Caliper Synthetic Matching: Radius Matching with Adaptive Calipers and Local Synthetic Controls
Work in progress with Luke MiratrixPoster presented at American Causal Inference Conference 2022
Abstract: Matching promises simple and transparent causal inferences for observational data, making it an intuitive and easily explainable approach for many applications. Matching methods “match” treated units to control units with similar covariates, with the goal of achieving joint covariate balance between treated and control units as would be expected in a randomized experiment. In practice, however, standard matching methods often perform poorly compared to more recent approaches such as response-surface modeling and balancing. Finding close matches for treated units becomes particularly challenging when there are many covariates and overlap is low, which can lead to imbalanced matched treatment groups and low effective sample sizes.

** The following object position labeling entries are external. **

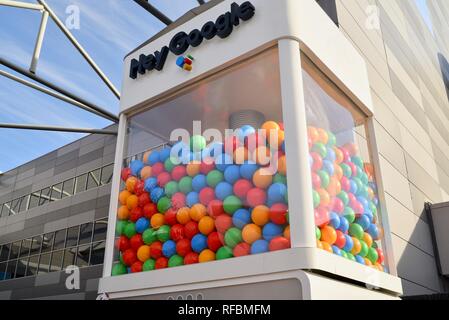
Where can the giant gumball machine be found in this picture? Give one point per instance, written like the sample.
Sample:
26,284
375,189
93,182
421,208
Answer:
246,163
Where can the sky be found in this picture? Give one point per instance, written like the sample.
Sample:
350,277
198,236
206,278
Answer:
109,29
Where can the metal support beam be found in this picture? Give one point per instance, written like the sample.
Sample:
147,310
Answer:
62,91
53,94
154,11
22,5
39,41
55,128
81,50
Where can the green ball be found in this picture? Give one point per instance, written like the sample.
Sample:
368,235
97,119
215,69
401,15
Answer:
175,261
171,188
364,249
163,233
149,236
214,177
197,143
372,255
149,265
119,269
130,230
163,204
224,253
231,204
316,199
233,237
185,185
356,230
169,164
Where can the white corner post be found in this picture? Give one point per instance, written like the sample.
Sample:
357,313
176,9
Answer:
300,201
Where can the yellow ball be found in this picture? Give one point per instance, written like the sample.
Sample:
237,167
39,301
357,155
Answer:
206,256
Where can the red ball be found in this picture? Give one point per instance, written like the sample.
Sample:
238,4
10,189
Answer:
136,214
136,242
125,174
177,232
223,223
163,178
191,229
161,263
178,200
278,213
341,240
215,241
279,243
156,250
241,188
149,209
170,217
129,257
136,267
207,195
157,169
191,258
178,173
215,208
256,197
183,247
242,249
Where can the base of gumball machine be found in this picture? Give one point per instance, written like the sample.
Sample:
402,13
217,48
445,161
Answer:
293,274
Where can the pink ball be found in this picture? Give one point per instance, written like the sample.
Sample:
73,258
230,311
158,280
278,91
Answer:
256,197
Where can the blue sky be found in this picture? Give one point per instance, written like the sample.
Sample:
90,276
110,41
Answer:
108,30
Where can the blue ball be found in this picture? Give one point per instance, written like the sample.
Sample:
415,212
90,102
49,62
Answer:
247,169
150,184
199,182
271,230
223,161
192,199
136,166
277,192
199,243
223,190
142,224
241,218
232,174
169,248
156,194
259,246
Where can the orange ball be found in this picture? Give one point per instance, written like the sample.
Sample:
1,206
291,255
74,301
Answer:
145,173
197,212
262,178
206,225
123,213
132,202
260,215
206,256
328,234
183,215
123,196
157,220
251,233
143,253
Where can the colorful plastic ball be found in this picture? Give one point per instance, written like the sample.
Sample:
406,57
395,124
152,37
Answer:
223,223
259,246
251,233
241,218
199,243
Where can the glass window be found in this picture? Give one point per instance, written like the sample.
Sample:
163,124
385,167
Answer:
106,174
80,184
68,188
240,114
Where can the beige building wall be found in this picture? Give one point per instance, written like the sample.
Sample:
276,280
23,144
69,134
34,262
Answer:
411,106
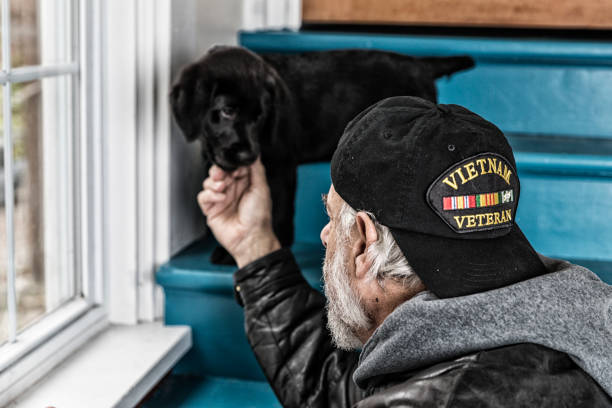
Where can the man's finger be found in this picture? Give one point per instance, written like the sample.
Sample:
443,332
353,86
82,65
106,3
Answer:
209,196
217,173
217,186
258,174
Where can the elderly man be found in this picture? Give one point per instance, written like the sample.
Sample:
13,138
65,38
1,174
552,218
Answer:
425,271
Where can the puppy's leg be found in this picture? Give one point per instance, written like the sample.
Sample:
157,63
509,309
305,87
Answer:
282,180
220,256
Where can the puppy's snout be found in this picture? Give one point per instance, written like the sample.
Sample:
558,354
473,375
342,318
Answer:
246,156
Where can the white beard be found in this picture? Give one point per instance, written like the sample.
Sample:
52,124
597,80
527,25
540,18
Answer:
345,313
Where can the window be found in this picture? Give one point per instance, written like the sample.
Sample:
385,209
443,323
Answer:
36,205
49,184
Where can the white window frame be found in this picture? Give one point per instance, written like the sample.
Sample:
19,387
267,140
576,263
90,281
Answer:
32,353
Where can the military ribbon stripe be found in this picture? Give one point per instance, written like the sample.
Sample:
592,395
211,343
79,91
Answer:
477,200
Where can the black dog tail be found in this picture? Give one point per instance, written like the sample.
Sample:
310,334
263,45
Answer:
442,66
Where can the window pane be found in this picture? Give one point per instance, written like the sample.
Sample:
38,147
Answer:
3,260
25,49
40,32
42,119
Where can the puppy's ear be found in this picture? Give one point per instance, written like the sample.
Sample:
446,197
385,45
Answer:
188,100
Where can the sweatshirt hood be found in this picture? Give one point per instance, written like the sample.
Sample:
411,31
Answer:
568,310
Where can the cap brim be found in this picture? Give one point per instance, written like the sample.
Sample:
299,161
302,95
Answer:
456,267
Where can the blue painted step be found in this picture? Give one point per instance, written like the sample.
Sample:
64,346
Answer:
211,392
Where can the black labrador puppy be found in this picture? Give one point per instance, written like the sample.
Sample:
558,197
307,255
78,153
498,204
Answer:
290,108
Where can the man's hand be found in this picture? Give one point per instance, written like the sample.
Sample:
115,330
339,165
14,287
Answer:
238,210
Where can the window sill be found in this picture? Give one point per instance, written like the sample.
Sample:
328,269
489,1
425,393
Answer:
117,368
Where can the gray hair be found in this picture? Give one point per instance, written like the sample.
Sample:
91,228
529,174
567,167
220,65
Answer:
388,261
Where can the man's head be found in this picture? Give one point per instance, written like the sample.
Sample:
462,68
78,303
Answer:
365,273
442,182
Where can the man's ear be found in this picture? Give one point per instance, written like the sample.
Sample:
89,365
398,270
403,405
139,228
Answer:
366,235
187,100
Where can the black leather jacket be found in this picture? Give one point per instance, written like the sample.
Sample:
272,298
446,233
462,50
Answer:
286,326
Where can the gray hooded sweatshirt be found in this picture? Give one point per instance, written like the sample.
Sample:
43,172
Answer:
569,310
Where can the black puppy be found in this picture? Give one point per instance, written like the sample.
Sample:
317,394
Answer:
290,108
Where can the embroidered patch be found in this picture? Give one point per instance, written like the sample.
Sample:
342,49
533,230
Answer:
477,200
476,194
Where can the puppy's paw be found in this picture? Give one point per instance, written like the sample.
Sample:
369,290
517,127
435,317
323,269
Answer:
221,257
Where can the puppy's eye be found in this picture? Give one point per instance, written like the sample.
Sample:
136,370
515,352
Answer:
229,113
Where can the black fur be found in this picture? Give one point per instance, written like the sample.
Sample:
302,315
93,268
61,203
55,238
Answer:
290,108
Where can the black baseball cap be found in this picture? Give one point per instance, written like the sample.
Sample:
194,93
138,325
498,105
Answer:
444,180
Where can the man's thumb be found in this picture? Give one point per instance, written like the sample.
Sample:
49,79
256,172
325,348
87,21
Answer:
258,174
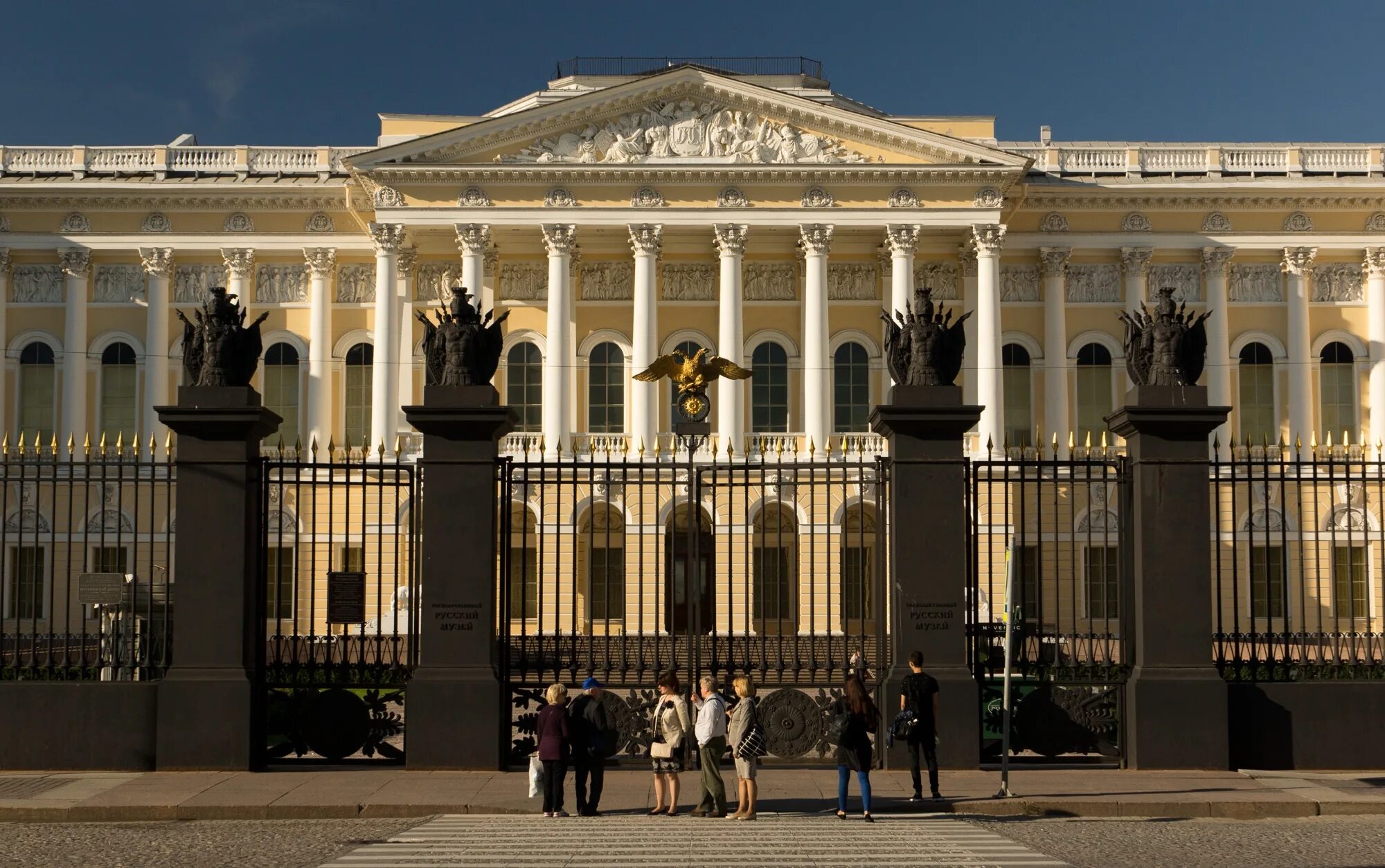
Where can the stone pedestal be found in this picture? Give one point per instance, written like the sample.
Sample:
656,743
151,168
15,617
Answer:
459,714
210,711
929,554
1177,701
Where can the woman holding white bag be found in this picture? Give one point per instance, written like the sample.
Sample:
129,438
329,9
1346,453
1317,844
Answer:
671,726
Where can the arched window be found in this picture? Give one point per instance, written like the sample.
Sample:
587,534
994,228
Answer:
606,390
688,348
37,394
524,386
851,388
1095,401
769,390
1337,386
1019,395
282,391
775,607
1257,399
359,363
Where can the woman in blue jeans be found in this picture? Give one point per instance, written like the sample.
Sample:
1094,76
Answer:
855,751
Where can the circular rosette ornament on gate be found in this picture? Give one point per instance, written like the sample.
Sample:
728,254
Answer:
793,723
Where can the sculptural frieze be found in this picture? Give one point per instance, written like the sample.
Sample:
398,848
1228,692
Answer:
1167,348
462,348
923,343
688,131
220,350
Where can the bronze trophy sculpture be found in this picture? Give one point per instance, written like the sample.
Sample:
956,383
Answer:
926,345
220,350
1165,350
462,348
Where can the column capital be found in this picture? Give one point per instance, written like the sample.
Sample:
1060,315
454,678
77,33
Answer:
731,239
321,261
1375,262
159,262
473,237
816,239
1298,261
239,261
387,237
75,262
560,239
646,239
1217,260
902,239
1053,262
1136,261
988,237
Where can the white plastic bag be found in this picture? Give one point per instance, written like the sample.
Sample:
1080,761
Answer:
535,777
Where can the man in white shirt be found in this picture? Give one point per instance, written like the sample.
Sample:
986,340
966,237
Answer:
711,741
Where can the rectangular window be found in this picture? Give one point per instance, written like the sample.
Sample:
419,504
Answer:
1267,582
1103,582
1350,577
26,582
279,582
607,585
524,584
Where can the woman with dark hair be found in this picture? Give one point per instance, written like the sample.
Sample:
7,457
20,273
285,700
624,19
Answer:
854,752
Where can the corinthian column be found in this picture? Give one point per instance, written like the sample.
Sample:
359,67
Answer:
1376,333
559,362
384,372
322,265
646,240
818,424
77,266
1053,265
159,266
1215,262
731,395
474,239
1298,266
988,239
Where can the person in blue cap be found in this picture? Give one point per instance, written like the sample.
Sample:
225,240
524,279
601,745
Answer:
593,741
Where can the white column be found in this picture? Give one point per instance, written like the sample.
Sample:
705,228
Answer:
1053,265
988,239
902,240
474,239
731,340
240,266
1298,266
77,266
405,315
646,240
322,265
384,376
818,406
159,266
967,269
557,399
1376,333
1215,262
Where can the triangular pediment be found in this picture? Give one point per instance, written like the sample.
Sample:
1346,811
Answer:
686,117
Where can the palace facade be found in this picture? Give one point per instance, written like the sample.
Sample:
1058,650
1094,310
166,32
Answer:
627,211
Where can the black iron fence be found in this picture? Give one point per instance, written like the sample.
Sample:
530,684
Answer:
87,563
625,568
1297,563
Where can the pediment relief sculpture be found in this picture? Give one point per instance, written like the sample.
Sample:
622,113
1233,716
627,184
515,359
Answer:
688,131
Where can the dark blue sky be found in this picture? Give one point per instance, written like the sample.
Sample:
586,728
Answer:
318,73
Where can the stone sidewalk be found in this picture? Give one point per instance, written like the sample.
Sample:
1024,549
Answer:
394,793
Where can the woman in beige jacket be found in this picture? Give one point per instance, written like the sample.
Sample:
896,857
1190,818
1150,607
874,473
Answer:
672,726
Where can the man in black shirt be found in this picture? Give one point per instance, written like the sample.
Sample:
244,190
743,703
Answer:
919,694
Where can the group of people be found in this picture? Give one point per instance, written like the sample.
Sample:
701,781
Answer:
584,736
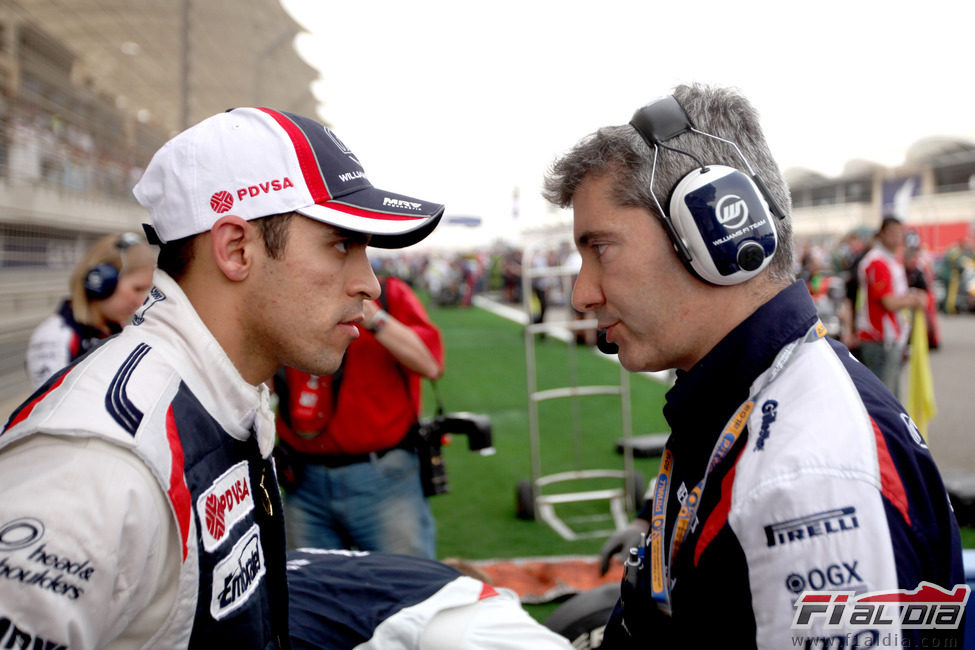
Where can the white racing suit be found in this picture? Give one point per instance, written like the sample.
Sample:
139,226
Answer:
828,487
139,505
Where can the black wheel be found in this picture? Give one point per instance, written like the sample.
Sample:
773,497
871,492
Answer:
581,619
636,490
525,506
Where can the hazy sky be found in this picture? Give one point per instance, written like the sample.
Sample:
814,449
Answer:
460,102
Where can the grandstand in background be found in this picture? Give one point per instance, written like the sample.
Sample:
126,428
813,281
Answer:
89,89
932,191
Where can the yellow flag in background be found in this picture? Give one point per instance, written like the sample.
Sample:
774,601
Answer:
920,386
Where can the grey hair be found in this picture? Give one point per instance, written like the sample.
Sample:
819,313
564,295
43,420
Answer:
620,152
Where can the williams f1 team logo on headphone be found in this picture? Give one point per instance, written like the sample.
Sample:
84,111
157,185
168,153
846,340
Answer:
732,211
719,218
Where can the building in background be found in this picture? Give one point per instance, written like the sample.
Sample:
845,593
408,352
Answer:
89,89
932,191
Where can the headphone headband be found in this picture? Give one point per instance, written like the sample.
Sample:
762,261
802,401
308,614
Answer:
661,120
719,219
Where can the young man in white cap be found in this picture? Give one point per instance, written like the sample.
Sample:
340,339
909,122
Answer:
140,505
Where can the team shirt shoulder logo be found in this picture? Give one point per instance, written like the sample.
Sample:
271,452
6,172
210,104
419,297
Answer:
225,503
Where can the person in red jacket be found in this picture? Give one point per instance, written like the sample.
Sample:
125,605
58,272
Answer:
350,434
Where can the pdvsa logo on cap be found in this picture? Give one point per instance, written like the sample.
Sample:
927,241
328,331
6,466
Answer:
221,201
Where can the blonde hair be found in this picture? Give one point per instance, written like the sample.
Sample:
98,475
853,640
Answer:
126,251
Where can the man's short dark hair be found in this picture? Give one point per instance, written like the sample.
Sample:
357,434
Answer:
175,256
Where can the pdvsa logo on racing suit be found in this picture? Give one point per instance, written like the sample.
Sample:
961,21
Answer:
238,575
224,504
928,607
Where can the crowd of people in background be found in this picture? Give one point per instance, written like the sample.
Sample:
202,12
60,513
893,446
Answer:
39,147
828,266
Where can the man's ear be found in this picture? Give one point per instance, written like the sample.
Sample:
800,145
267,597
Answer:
233,239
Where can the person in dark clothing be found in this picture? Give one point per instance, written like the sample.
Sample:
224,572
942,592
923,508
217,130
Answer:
790,468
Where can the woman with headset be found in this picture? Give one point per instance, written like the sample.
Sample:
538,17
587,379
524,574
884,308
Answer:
106,287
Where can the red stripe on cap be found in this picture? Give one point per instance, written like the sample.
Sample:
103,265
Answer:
719,516
306,156
179,493
891,486
24,412
369,214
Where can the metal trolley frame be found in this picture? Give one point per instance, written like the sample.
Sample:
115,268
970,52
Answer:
533,501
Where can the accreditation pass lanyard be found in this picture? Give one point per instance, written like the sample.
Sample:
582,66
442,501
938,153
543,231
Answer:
660,583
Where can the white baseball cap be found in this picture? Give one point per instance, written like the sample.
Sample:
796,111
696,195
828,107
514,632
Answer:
256,162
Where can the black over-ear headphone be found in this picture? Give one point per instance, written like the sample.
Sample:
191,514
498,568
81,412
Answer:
720,219
102,279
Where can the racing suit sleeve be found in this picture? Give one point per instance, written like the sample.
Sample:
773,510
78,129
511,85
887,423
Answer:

Building on a host of literatures including synthetic control methods, classic matching approaches, and coarsened exact matching, we propose Caliper Synthetic Matching (CSM) to address challenges with finding quality matches while preserving simple and transparent matching diagnostics. CSM is a radius matching method that utilizes adaptive calipers and locally constructed synthetic controls to adjust for inexact matches. By combining adaptive calipers and synthetic controls, CSM produces data-driven bounds on potential extrapolation biases while exploiting local linearity to interpolate in a principled manner. The local nature of CSM also automatically detects units that are more difficult to match and assesses the degree of overlap in the data, so that bias can be controlled even more strongly in regions of greater overlap. We show that CSM belongs to the monotonic imbalance bounding (MIB) class of matching methods, and that it improves upon the bias bounds for popular MIB methods such as coarsened exact matching. We explore the gains from CSM using an extensive simulation study and demonstrate its use on a real dataset.